A ideia pode parecer reducionista à primeira vista, mas não está sozinha. Diversos trabalhos em psicologia evolucionista já sugeriram que preferências estéticas humanas estão entrelaçadas a pressões evolutivas ligadas à reprodução. Nesse contexto, a atração por seios seria menos uma perversão da cultura e mais uma reação primitiva a sinais corporais de fertilidade. E se for isso mesmo, não adianta cobrir ou mostrar — o desejo não vai mudar.
Esse argumento ainda choca parte da academia, mas continua ganhando força. Ele propõe que a cultura apenas amplifica tendências pré-existentes, em vez de criá-las do zero. Ou seja, em sociedades onde se cobre os seios, eles podem até se tornar mais “eróticos” por escassez visual — mas isso não explica o porquê de eles já serem objeto de desejo mesmo sem esse pano de fundo.

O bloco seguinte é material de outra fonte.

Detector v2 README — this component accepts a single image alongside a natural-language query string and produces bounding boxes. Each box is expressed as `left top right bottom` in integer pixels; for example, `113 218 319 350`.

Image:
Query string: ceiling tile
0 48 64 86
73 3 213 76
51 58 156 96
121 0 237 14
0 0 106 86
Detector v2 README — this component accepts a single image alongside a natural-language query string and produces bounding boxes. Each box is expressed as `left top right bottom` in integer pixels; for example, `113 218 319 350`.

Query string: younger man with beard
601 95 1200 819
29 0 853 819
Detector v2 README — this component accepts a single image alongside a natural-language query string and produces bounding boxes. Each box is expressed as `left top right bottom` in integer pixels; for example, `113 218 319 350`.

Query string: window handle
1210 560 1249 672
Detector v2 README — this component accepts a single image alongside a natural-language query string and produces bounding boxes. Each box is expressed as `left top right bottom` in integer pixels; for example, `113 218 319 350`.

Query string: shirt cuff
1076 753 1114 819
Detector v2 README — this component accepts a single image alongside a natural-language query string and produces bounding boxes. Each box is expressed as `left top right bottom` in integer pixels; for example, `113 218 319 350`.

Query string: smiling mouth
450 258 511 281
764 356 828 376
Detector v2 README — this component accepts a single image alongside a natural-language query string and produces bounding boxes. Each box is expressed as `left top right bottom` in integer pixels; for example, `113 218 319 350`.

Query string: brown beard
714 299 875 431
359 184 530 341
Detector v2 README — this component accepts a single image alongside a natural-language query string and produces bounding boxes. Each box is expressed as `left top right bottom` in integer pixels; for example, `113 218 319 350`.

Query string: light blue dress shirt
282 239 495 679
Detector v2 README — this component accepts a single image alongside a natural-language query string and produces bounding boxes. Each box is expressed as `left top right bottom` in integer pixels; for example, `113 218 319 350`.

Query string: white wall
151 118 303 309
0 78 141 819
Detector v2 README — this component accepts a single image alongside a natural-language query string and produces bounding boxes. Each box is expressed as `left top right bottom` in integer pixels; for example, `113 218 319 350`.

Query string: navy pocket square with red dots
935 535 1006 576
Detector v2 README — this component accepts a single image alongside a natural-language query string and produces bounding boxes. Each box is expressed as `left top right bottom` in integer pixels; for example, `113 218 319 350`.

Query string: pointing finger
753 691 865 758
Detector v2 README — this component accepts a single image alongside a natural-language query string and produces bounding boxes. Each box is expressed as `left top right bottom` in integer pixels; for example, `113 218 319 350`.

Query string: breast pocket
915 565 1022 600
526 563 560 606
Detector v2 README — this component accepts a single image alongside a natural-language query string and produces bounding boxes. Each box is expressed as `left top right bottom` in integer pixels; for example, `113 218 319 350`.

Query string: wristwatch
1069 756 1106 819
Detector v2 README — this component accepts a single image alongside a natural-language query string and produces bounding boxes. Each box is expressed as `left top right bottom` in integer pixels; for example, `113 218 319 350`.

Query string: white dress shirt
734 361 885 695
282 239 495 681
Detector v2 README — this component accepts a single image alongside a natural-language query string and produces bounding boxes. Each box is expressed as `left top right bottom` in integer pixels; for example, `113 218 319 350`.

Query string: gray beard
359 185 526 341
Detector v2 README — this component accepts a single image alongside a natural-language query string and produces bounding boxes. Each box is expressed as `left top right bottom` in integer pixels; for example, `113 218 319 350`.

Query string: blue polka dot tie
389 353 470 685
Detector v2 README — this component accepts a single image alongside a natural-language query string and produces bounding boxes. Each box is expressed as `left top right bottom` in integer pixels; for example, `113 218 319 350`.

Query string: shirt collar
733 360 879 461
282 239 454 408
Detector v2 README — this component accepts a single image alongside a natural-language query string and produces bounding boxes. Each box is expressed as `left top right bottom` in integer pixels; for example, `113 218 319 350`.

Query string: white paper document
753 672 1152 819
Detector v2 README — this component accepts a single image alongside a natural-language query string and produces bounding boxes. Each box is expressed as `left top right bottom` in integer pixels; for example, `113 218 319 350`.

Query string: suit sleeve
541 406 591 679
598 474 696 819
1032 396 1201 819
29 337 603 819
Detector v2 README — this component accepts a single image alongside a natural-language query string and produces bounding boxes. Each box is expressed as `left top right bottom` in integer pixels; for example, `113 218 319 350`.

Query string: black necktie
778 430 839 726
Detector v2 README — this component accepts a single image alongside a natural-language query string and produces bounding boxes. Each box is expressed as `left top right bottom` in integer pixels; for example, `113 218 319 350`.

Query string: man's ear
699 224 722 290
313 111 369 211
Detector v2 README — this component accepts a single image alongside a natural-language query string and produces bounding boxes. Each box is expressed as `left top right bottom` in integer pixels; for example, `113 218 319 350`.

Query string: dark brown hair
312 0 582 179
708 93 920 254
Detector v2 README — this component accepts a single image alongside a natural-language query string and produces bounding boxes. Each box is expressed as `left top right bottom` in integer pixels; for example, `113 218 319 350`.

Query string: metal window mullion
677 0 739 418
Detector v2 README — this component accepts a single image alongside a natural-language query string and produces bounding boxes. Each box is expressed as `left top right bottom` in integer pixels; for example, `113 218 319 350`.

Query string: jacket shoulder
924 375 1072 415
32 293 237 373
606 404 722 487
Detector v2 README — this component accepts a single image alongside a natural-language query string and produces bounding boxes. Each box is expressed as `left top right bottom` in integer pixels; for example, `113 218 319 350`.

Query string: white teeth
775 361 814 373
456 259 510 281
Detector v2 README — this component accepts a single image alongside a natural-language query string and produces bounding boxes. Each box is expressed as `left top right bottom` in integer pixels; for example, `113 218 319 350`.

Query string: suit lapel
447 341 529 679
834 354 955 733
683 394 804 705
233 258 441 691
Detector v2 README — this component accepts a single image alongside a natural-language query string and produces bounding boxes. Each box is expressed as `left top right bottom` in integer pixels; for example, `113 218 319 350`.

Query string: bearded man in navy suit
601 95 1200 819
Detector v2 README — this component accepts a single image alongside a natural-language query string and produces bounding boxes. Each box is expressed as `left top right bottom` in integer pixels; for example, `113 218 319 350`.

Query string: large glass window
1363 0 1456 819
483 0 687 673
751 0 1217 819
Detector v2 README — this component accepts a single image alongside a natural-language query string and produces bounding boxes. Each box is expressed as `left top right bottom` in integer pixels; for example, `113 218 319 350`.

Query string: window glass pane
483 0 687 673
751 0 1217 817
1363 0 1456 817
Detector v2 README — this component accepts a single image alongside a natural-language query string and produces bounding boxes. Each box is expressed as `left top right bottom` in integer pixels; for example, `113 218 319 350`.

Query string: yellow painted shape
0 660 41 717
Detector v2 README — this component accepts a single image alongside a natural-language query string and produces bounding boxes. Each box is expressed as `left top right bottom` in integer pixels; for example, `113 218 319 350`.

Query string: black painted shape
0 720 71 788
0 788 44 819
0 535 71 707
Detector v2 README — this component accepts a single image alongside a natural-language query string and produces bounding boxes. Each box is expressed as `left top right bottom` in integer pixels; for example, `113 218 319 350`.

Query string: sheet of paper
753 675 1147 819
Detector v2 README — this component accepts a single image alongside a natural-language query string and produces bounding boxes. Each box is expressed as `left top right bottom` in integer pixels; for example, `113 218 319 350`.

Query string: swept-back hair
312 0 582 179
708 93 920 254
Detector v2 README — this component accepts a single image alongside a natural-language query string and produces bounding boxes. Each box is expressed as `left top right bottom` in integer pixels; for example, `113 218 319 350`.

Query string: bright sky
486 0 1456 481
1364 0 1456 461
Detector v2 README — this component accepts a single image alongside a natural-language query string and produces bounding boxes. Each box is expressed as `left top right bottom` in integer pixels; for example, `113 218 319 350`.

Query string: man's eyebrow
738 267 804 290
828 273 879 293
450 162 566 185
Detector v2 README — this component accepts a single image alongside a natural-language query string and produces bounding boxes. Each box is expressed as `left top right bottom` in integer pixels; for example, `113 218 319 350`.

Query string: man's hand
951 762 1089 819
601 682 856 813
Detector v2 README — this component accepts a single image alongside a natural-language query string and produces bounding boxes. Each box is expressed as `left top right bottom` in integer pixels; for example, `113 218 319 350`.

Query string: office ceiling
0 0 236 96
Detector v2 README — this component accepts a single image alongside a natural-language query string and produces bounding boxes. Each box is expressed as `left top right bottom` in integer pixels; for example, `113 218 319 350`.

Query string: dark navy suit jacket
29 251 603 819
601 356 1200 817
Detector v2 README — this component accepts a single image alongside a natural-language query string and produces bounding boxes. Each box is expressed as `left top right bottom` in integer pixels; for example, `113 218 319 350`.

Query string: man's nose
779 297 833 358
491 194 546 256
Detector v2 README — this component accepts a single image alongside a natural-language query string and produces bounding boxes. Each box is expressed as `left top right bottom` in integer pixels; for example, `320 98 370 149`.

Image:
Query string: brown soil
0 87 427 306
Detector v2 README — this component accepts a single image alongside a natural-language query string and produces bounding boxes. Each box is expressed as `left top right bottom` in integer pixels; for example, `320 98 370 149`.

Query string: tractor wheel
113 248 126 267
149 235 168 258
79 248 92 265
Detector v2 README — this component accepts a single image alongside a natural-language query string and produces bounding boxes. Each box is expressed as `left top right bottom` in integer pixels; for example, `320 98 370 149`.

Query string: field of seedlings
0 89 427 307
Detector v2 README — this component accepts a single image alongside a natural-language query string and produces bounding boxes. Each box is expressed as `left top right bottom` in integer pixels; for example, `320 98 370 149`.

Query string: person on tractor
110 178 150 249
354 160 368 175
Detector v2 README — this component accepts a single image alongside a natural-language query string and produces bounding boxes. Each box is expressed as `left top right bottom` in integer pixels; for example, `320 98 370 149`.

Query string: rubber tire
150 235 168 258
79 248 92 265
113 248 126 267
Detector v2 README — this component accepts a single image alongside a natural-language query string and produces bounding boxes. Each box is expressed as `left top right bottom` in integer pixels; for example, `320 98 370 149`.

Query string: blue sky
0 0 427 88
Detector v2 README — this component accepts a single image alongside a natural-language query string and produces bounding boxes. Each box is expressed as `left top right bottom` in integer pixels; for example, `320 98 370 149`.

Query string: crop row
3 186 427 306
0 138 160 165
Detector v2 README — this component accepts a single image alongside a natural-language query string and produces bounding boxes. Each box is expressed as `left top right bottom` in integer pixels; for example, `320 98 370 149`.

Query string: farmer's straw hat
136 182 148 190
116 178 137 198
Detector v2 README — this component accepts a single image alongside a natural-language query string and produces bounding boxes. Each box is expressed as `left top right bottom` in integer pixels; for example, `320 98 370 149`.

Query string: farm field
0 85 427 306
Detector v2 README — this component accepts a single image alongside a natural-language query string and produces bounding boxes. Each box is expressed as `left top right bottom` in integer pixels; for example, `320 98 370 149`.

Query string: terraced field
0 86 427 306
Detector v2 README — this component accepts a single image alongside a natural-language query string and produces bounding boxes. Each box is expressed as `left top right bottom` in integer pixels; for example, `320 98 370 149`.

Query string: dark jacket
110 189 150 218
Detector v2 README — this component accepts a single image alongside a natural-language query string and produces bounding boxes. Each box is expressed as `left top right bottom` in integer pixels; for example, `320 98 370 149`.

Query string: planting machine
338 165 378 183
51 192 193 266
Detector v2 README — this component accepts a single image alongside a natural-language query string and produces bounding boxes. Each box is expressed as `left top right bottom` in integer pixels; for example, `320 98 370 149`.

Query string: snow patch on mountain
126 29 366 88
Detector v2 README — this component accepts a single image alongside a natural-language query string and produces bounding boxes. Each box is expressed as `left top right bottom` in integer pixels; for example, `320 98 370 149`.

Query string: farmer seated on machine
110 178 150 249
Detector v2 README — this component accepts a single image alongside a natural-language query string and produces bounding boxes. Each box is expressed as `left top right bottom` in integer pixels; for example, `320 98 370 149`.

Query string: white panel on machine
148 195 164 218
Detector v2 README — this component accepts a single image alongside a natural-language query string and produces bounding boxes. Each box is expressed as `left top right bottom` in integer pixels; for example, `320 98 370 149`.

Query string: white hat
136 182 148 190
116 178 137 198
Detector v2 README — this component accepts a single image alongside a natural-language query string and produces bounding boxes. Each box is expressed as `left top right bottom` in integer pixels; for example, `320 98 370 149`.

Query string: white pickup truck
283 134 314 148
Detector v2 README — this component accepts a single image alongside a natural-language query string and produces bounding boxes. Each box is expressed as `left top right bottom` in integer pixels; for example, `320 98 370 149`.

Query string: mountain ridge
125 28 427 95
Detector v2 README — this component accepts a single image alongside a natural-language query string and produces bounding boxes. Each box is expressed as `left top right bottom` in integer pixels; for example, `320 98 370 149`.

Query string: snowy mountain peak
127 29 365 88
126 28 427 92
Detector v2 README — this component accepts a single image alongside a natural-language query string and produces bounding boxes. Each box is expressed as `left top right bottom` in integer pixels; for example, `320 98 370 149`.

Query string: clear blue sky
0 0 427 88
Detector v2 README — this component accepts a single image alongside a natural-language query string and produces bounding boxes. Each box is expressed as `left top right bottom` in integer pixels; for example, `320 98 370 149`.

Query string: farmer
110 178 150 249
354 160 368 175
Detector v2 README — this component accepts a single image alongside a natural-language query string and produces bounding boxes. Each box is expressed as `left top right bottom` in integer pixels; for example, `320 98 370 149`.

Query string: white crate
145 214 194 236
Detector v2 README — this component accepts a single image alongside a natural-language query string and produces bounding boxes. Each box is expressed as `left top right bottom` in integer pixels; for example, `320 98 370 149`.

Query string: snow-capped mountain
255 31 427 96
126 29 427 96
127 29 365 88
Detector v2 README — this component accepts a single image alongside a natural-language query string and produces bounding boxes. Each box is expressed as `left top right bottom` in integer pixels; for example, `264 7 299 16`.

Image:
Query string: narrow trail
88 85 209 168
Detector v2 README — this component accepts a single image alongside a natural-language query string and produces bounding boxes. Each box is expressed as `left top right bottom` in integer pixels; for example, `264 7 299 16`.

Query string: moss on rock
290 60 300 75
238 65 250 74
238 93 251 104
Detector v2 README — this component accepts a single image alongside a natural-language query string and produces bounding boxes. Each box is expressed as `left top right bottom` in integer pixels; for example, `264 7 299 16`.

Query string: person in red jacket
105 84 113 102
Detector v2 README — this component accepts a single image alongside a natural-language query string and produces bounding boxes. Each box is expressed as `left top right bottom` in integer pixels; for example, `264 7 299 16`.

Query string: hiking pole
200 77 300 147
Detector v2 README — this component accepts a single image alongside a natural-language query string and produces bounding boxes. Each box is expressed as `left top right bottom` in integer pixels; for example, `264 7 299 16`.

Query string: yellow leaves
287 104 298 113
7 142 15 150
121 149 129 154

Limites do Estudo e o que Ainda Não Sabemos
Nem tudo são certezas. O próprio artigo reconhece limitações importantes. Primeiro, a questão do viés de memória. Parte dos participantes mais velhos teve que relembrar sentimentos e percepções da juventude, algo que pode ter sido contaminado pelas normas atuais, mais recatadas. Além disso, a pesquisa se apoiou em autorrelatos — um terreno sempre escorregadio, sobretudo quando se fala de sexo.
Também é preciso reconhecer que os Dani são apenas uma população entre centenas de contextos culturais no planeta. Será que povos onde a nudez feminina ainda é cotidiana — como alguns grupos no Brasil, África ou Oceania — apresentariam resultados semelhantes? A ciência ainda não respondeu. Mas o experimento conduzido na Papua já lançou uma pedra no lago: há algo mais profundo — e talvez mais inato — na forma como os homens olham para os seios femininos.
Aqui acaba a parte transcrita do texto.